Future of Mycroft STT

modernonline · February 27, 2022, 11:54am

Hi,

I wanted to check in on where Mycroft’s STT roadmap is currently at? Use of Google whilst understandable, is only temporary I guess? Is Mozilla getting anywhere close to something useful? Will the new Mycroft enclosure processor be able to run STT locally?

I’ve seen the upcoming Alexa will be processing transcription locally and Pixel has sufficient hardware to run the Google Assistant, so Mycroft relying on Google cloud is becoming increasingly counter-intuitive privacy-wise?

JarbasAl · February 27, 2022, 12:24pm

you can already run offline STT locally, there are a few plugins

the home assistant demo says it runs fully offline, i believe mycroft is experimenting with coqui on device but i didnt find any repo for it

Dominik · February 28, 2022, 7:29am

Mozilla discontinued the development for DeepSpeech. The former Mozilla Dev-team founded coqui.ai and continues development on STT (and TTS). Their latest pretrained STT-model for English has a WER of 4.5% (on Libri-speech clean test dataset), which I would consider “usable”. In case you have a CUDA-GPU you may look at Nvidia models, e.g. Conformer-Transducer, which has even better WER of 1.7%.

modernonline · February 28, 2022, 8:13am

Ah nice! Also wasn’t aware of the Nvidia ones; should run pretty nicely on a Jetson Nano.

Dominik · February 28, 2022, 9:29am

In my tests on a Xavier-AGX the Conformer-Transducer Model for German language has a real-time-factor of 0.127x (one second of audio input was processed in 0.127 second). I don’t remember how much of the 32GB RAM was used.
As the Xavier-AGX GPU much faster than the Jetson Nano (32TOPS vs 0.5TOPS) you might end up with a RTF of >>1x - which might be inconvenient for daily usage…

baconator · February 28, 2022, 6:46pm

There’s a small model now, I haven’t tried it vs. large but it may work better on devices with less memory.

modernonline · March 1, 2022, 8:05am

Yup that’s quite a difference. I don’t have a Nano handy atm but curious to try.

puchatek · April 12, 2022, 10:06am

Newer versions of deepspeech feature a streaming API. You can run a server locally that makes use of that API (GitHub - JPEWdev/deep-dregs: A streaming Speech to Text server using DeepSpeech) and make mycroft stream the captured sound by configuring the STT engine accordingly:

  "stt": {
    "module": "deepspeech_stream_server",
    "deepspeech_stream_server": {
      "stream_uri": "http://localhost:8080/stt?format=16K_PCM16"
    }
  },

Took a bit of fiddling to get the environment set up on Rasbian buster but ultimately pipenv helped me out.

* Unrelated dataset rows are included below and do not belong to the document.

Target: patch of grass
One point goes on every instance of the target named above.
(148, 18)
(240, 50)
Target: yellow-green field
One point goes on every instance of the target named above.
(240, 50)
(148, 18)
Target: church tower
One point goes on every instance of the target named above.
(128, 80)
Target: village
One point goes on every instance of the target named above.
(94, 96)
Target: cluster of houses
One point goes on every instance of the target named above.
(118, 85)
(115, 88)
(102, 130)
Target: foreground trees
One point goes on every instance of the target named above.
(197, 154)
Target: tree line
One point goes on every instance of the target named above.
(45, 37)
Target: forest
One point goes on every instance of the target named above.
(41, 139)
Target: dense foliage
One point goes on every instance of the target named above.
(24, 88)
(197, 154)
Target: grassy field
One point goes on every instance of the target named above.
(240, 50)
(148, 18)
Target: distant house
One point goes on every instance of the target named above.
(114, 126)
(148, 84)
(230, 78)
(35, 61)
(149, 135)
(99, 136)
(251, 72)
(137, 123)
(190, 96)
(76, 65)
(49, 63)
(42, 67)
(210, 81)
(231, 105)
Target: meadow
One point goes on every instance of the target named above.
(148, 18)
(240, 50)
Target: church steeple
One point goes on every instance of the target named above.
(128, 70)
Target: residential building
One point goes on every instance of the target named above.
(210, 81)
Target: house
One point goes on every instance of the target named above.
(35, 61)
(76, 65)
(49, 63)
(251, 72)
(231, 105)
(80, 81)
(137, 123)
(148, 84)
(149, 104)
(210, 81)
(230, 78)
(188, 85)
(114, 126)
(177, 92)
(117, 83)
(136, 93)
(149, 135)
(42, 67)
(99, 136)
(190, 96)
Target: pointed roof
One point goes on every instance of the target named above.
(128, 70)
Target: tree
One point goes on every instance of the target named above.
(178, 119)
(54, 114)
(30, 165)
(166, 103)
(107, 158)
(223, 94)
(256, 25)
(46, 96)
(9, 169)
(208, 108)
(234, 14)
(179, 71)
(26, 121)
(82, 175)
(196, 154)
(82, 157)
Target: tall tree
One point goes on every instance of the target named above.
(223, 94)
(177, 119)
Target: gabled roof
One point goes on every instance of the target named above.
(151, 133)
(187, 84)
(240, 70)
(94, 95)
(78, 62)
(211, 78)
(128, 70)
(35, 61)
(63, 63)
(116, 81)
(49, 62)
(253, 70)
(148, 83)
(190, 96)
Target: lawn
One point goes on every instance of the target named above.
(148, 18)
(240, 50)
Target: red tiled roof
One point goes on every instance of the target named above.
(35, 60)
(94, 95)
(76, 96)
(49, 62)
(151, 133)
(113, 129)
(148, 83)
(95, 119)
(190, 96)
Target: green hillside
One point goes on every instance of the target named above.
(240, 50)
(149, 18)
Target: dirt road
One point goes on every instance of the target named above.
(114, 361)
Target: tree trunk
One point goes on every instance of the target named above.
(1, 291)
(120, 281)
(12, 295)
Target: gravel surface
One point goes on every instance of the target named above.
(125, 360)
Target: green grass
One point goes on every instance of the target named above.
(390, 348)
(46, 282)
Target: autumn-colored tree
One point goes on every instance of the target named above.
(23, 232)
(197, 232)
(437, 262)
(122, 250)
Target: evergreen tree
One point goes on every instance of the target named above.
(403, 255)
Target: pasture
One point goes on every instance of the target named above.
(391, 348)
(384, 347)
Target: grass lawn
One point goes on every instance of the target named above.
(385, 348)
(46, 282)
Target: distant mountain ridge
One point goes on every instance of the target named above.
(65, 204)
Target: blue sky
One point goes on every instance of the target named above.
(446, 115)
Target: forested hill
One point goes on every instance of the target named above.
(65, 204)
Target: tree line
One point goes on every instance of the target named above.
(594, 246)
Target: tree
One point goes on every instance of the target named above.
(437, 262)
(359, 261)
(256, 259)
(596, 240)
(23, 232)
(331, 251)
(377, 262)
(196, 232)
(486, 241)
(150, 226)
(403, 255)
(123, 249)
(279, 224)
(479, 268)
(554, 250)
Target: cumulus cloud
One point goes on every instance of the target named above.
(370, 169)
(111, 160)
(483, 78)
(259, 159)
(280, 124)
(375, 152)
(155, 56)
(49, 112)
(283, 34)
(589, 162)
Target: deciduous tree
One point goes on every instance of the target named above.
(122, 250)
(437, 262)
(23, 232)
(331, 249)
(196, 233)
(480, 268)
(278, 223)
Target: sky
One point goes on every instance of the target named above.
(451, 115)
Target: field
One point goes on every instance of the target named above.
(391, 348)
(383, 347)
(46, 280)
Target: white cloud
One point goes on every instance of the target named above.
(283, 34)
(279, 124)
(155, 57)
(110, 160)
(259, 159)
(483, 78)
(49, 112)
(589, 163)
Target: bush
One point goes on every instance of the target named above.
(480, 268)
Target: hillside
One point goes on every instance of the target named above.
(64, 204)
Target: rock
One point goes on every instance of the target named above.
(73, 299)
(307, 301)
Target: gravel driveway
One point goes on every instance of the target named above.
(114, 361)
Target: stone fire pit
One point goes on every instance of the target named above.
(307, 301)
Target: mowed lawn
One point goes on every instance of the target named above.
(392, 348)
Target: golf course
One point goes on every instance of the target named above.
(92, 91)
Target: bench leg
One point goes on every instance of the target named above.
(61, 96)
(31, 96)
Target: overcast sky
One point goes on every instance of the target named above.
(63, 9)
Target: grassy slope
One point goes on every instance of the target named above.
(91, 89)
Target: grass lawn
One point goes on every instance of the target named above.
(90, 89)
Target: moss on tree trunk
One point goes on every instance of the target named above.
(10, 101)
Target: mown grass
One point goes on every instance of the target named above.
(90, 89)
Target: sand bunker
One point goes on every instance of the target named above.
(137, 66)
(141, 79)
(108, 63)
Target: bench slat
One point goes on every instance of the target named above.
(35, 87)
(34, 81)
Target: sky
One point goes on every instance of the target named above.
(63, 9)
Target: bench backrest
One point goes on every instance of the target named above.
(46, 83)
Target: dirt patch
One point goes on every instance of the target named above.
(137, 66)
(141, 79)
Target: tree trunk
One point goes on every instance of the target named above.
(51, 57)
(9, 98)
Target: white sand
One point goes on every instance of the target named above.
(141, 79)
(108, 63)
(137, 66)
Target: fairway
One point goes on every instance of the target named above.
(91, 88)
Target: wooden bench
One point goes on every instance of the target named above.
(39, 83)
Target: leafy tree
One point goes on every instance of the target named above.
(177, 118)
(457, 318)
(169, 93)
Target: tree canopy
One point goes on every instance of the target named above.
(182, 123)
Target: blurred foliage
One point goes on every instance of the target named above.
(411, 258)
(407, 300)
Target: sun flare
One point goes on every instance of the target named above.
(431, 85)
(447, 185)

With that in place you get quite a speed up in the “realtimeness” even if it all runs on a Raspi 4 with 4GB of RAM. Probably easier than getting a Jetson Nano setup working.

Dominik · April 13, 2022, 7:58am

Deepspeech is dead - long live coqui.ai STT, which has a streaming API as well, don’t know if the streaming server mentioned above is still working with it…

StuartIanNaylor · April 13, 2022, 11:12am

Yeah the deepspeech guys jumped to create coqui when the funding dried up so its really deepspeech in disguise with some newer bits and bobs.

I haven’t tried espnet so clueless to load and what is needed to run but currently I think its the one to beat as kaldi has lost some ground.

is quite interesting as they make no boasts and call it “Almost State-of-the-art Automatic Speech Recognition in Tensorflow 2.” but the tflite version is really lite and speedy and need to give it a revisit.

Deepspeech/coqui last time I looked sort of ended up in no-mans land where it was neither stateofart or that lite as just managing realtime on a Pi4 but haven’t looked if the have managed to optimise since.

puchatek · April 14, 2022, 7:11am

don’t know if the streaming server mentioned above is still working with it

me neither. there was an issue on another deepspeech server on github posted by a coqui contributor, urging the implementer to move to coqui so it sounds like at least a little fiddling with the code is needed. maybe just a change in dependency + imports but I can’t say for sure.

plus AFAIK, the first model of coqui was basically just a rebranded version of the last deepspeech model. They have a more recent one which is supposed to perform better but there’s no “tflite” version of it (yet?). So for a raspi-only solution but with streaming definitely working, deepspeech 0.9.3 is still a viable option.